11

When any celery task is enqueued I want to add contextual metadata the worker will be able to use.

The following code example works but I would like to have an appropriate celery-style solution.

from celery.signals import before_task_publish, task_prerun

@before_task_publish.connect
def receiver_before_task_publish(sender=None, headers=None, body=None, **kwargs):
    task_kwags = body[1]
    metadata = {"foo": "bar"}
    task_kwags['__metadata__'] = metadata

@task_prerun.connect
def receiver_task_pre_run(task_id, task, *args, **kwargs):
    metadata = kwargs['kwargs'].pop('__metadata__', {})
    # metadata == {"foo": "bar"}
jrobichaud
  • 1,272
  • 1
  • 11
  • 23
  • Where do the metadata come from? Do you know them (or can infer them) upfront at the time of task definition or only at the time the task is being enqueued? – Tomáš Linhart Apr 13 '19 at 06:56
  • Only when enqueued. The data comes from the calling django request. – jrobichaud Apr 13 '19 at 10:44
  • And isn't it possible to modify the task to take the metadata as arguments? – Tomáš Linhart Apr 13 '19 at 14:21
  • I do not want the tasks to be modified. My goal is to implement a plugin for structured logging that just works after only minimal configuration. My plugin must pass context from django’s request to the task’s logger without any code change. I have a working proof of concept but the implementation seems too hackish to me. I hope celery have a mechanism for this purpose. – jrobichaud Apr 13 '19 at 15:07

1 Answers1

19

When a task starts in the worker the content of before_task_publish's header is in the **kwargs of push_request.

celery/app/tasks.py:1000

    def push_request(self, *args, **kwargs):
        self.request_stack.push(Context(*args, **kwargs))
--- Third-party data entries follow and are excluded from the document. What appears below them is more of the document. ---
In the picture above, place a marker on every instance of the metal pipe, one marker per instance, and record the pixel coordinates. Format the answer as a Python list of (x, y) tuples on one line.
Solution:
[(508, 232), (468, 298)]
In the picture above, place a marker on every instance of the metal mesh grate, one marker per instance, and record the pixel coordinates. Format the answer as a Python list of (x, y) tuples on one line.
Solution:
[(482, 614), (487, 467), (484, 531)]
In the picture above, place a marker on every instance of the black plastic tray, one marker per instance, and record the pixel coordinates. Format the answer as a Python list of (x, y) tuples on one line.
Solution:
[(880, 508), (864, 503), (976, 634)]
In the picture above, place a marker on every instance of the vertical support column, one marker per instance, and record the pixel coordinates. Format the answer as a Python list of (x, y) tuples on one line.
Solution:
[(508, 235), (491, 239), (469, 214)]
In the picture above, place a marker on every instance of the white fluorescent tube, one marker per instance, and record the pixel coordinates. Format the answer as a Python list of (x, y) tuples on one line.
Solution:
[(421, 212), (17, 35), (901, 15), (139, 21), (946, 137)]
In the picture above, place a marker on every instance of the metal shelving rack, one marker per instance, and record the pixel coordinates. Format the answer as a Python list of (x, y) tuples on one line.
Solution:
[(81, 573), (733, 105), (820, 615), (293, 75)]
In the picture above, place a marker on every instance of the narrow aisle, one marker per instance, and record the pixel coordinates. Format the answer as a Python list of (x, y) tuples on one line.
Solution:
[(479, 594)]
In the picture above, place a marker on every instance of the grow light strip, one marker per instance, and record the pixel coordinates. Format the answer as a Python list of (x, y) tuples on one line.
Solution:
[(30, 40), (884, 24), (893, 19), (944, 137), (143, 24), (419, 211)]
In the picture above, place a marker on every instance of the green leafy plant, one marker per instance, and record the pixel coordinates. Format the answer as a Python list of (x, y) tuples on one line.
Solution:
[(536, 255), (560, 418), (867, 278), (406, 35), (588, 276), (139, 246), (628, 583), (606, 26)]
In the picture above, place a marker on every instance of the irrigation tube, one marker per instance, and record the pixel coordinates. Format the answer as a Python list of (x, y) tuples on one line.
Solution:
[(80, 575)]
Something nice is done in the constructor of Context. self.__dict__.update() means we can access the values as Context(metadata={'foo': 'bar'}).metadata

celery/app/tasks.py:99

class Context(object)
# ...
    def __init__(self, *args, **kwargs):
        self.update(*args, **kwargs)

    def update(self, *args, **kwargs):
        return self.__dict__.update(*args, **kwargs)

The task context is accessible from Task's request property.

celery/app/tasks.py:1019

class Task(object):
# ...
    def _get_request(self):
        """Get current request object."""
        req = self.request_stack.top
        if req is None:
            # task was not called, but some may still expect a request
            # to be there, perhaps that should be deprecated.
            if self._default_request is None:
                self._default_request = Context()
            return self._default_request
        return req
    request = property(_get_request)

Which means the final solution is simply this:

from celery.signals import before_task_publish, task_prerun

@before_task_publish.connect
def receiver_before_task_publish(sender=None, headers=None, body=None, **kwargs):
    metadata = {"foo": "bar"}
    headers['__metadata__'] = metadata

@task_prerun.connect
def receiver_task_pre_run(task_id, task, *args, **kwargs):
    metadata = getattr(task.request, '__metadata__', {}) 
    # metadata == {"foo": "bar"}

Note: task.request.__metadata__ would also work but it fails if a task was enqueued before the signals are integrated. Safer this way.

jrobichaud
  • 1,272
  • 1
  • 11
  • 23